AU graduate student Kathrina Konfirst is experiencing this firsthand as she begins her journey as a Peace Corps volunteer. A student in the Master’s International Program in TESOL, Konfirst is spending the next two years teaching English in Ukraine with her husband Matt. “We’re excited to volunteer and give back, and at the same time meet new people, learn a new language, and see how people in another part of the world live,” she says.
Structured as a partnership with the Peace Corps, the Master’s International Program in TESOL prepares students for Peace Corps English-language teaching assignments while they earn a master’s in TESOL. Students finish a majority of their coursework before leaving for their Peace Corps assignment and complete their oral comprehensive exams, teaching portfolios, and Peace Corps reports when they return.

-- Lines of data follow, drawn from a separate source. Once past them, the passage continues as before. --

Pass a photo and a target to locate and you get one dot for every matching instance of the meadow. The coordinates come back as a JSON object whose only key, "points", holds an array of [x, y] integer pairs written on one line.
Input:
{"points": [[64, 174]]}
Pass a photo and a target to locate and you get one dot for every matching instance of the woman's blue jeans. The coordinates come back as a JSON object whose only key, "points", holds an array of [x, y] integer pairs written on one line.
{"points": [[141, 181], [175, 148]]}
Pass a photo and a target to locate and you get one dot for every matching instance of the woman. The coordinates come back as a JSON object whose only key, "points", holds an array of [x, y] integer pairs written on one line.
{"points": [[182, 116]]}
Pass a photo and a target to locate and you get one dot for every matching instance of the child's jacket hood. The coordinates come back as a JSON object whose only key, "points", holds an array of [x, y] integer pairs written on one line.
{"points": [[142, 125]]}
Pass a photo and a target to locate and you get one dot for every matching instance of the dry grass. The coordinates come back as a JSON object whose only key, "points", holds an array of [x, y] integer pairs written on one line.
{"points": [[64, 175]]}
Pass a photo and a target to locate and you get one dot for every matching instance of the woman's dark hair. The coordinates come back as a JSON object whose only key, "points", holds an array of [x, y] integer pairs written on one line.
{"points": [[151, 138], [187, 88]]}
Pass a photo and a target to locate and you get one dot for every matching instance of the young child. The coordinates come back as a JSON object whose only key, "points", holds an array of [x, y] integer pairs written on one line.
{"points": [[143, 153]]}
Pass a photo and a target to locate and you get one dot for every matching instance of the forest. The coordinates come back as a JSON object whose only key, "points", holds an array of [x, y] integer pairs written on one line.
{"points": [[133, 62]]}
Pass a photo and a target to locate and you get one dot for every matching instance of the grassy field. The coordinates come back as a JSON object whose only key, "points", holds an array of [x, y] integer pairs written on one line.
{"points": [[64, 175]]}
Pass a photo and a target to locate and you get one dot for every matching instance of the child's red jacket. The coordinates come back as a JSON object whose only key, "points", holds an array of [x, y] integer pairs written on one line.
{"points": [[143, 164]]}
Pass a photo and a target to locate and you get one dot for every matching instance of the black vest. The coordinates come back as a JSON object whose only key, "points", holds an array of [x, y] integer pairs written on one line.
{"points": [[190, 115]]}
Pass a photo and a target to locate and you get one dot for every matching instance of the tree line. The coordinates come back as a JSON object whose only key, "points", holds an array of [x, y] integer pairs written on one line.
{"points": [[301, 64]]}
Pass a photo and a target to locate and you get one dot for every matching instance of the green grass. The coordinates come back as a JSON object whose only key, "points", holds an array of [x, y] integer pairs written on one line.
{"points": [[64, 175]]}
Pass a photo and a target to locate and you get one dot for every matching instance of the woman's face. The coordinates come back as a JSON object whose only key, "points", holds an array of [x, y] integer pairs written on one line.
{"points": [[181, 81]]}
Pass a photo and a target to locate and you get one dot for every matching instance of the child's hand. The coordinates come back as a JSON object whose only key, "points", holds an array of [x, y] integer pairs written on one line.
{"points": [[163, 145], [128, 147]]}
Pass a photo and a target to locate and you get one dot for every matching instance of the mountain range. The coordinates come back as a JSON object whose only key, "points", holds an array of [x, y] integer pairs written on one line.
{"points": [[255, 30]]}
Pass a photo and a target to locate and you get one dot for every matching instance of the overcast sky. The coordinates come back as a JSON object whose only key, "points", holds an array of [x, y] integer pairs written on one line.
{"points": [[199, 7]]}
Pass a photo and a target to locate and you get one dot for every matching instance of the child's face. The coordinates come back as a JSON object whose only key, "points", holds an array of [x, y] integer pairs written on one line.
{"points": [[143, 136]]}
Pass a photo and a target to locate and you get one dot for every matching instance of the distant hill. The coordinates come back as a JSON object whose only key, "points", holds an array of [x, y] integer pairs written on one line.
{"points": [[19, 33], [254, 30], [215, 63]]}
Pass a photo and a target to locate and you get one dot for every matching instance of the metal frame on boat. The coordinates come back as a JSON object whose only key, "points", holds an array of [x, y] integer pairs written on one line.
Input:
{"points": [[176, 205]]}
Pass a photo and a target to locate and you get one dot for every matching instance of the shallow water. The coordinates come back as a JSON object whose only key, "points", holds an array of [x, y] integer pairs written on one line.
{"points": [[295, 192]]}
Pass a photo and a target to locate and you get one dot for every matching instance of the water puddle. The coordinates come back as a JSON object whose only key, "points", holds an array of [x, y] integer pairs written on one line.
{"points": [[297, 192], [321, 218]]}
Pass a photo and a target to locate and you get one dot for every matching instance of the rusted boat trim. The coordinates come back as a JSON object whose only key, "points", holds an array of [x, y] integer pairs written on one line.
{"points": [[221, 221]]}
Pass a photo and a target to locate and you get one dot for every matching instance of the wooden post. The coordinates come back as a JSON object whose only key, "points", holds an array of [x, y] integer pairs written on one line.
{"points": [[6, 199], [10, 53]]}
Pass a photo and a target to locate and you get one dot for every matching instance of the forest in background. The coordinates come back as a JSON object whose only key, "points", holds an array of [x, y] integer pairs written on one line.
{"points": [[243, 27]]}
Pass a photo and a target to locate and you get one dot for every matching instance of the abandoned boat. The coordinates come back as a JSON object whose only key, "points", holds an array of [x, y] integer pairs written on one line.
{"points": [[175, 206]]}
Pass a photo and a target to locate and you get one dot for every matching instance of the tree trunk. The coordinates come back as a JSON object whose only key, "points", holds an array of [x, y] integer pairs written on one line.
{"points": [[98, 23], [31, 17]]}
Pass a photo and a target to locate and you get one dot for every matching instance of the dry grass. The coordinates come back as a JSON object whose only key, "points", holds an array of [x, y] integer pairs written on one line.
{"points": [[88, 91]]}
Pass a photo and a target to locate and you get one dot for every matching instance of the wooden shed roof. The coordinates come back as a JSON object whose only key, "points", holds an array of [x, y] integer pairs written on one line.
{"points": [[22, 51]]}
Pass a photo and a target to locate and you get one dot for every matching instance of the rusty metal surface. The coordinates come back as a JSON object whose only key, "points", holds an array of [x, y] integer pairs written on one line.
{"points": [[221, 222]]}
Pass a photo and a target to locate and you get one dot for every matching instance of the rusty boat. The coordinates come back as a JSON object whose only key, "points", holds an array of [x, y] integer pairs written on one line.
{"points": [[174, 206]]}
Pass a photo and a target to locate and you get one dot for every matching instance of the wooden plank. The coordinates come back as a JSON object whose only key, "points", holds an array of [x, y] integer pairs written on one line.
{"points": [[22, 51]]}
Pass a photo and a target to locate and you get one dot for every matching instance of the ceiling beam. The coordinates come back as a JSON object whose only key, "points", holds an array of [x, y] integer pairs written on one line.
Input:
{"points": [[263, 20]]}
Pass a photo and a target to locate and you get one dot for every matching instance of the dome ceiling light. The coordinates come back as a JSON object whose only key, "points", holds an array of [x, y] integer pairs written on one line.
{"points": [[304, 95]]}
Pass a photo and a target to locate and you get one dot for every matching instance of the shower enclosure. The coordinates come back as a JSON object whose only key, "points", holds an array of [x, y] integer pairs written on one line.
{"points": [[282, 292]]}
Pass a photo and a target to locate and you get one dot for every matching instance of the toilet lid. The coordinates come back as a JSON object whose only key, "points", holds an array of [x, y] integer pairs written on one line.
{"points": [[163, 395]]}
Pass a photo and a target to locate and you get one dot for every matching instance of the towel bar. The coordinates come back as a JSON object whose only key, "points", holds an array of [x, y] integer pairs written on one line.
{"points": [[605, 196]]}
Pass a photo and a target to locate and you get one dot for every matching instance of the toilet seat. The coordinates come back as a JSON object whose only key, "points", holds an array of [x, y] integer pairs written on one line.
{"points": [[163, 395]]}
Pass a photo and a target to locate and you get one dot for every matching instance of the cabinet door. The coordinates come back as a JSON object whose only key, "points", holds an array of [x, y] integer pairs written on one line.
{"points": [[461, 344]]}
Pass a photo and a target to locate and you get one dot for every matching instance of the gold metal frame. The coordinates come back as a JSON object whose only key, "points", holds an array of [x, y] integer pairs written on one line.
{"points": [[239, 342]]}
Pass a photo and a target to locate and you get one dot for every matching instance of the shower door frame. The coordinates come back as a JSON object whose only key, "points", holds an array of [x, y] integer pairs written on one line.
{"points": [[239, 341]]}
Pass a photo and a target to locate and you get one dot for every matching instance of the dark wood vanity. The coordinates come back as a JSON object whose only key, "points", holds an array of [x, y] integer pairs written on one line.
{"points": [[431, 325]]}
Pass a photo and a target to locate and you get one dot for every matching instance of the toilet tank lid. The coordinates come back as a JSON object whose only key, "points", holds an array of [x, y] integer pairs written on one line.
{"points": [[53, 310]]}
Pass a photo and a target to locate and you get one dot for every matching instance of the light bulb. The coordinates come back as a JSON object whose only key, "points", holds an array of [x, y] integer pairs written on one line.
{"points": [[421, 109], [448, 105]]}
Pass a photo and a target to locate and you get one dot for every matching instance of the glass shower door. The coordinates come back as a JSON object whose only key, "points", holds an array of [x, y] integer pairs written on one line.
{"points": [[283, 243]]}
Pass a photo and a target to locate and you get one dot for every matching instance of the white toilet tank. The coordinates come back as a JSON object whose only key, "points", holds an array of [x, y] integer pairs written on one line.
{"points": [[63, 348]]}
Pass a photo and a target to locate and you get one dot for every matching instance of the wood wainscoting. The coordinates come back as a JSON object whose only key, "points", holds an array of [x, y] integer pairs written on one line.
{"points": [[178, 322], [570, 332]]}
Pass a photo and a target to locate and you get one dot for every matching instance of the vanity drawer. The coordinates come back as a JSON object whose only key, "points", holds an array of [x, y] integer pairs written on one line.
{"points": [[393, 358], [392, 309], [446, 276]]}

Originally from Germany, Konfirst first became interested in teaching languages when she moved to the United States in 1999. “I got really close to the German teacher at my school. She kind of took me under her wing and helped me with the transition,” says Konfirst. In addition to adjusting to a new culture and language, she also studied French and Spanish and graduated from high school able to speak four languages.
Konfirst’s high school language teachers served as the role models for the kind of career she wanted to pursue. “I want to be like the language teachers I had when I first came to the States,” says Konfirst. “They really helped me to transition into this new stage of my life. I think that had a big impact on making me want to teach.”
AU’s international TESOL program was an ideal fit for Konfirst, allowing her to combine her love of languages with her passion for teaching. “It was really the perfect program for me,” she says. “Being able to teach and observe in D.C. was ideal, because there are so many language schools and people coming from all over.”
The next several months will be a whirlwind for Konfirst and her husband. Before becoming official Peace Corps volunteers, they must complete an intense, three- month training session in Ukraine. Along with five to ten other volunteers, they will meet full time Monday through Friday for language, cultural, technical, and safety training. Upon completing this training in mid December, the Konfirsts will become sworn-in volunteers, only then finding out where in Ukraine they will teach.
Though adjusting to living and working in a new country will undoubtedly hold its challenges, Konfirst is excited about getting started with this next phase of her life. “It's been a while since I've been in a new place and have had to be a student or a teacher without really knowing the language,” she says. “It'll be really good to find myself in that situation and be able to relate to how my students feel in the classroom. I think that always makes you a better teacher and a better person if you can relate to what someone else is going through.”